DUA orang siswa kelas tiga sekolah dasar Evergreen Primary School di Wuhan, Tiongkok kebingungan ketika ditanya tentang demokrasi dan pemilihan. “Saya tidak tahu. Apa itu?” dengan dahi mengerut disusul senyum yang canggung. Di negeri yang sejak 1949 pemerintahannya dikuasai Partai Komunis Tiongkok ini, konsep demokrasi mungkin terasa asing bagi anak-anak yang tak punya pengalaman sama sekali dengan demokrasi ataupun pemilihan langsung.

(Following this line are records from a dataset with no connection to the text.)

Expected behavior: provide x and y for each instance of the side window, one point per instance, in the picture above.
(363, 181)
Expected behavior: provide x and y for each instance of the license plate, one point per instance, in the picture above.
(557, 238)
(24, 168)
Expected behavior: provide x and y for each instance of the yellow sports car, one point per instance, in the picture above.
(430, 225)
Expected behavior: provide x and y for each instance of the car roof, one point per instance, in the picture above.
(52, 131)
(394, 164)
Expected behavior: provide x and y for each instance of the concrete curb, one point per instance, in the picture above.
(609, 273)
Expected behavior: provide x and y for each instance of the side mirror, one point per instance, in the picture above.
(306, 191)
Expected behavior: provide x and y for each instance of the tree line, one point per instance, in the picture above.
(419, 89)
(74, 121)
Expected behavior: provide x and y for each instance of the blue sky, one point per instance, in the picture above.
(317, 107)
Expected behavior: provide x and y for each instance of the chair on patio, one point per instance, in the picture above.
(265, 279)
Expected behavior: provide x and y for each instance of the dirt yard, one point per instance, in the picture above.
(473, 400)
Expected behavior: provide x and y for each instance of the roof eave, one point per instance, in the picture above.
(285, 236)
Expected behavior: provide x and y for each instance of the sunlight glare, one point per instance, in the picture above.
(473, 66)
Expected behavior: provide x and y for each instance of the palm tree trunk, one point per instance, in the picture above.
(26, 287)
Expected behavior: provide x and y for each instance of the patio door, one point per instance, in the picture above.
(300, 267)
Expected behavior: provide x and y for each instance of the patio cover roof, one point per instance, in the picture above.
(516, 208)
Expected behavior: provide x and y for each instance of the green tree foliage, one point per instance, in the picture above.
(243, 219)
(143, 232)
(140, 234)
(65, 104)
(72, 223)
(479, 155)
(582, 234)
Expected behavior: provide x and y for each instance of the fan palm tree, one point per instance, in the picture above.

Zhang, guru di sekolah dasar itu, kemudian mengenalkan konsep demokrasi pertama kalinya. “Demokrasi adalah memilih ketua kelasmu sendiri,” kata Zhang. Ketua kelas, yang pada dua tahun sebelumnya ditunjuk guru, kini dipilih oleh anggota kelas melalui pemilu langsung pada awal tahun ajaran baru. Zhang menunjuk tiga orang kandidat untuk berkompetisi selama kurang dari dua minggu. Ketiga kandidat ini mesti melalui tiga tahapan yaitu unjuk bakat, debat, dan pidato kunci sebelum pemilihan oleh seluruh anggota dilaksanakan. Chen Weijun merekam proses pemilu yang dipenuhi taktik, siasat, dan juga tangis ini melalui film dokumenternya berjudul Please Vote for Me (2007).
Please Vote for Me menggambarkan pemilihan ketua kelas sebagai sebuah simulasi demokrasi yang memuat kelemahan-kelemahan utama di sana-sini. Film ini merangkum kelemahan-kelemahan itu melalui tokoh-tokoh utamanya: orang tua dan tiga calon—Luo Lei, Cheng Cheng, dan Xu Xiaofei. Kelemahan-kelemahan serupa juga muncul di Indonesia saat ini.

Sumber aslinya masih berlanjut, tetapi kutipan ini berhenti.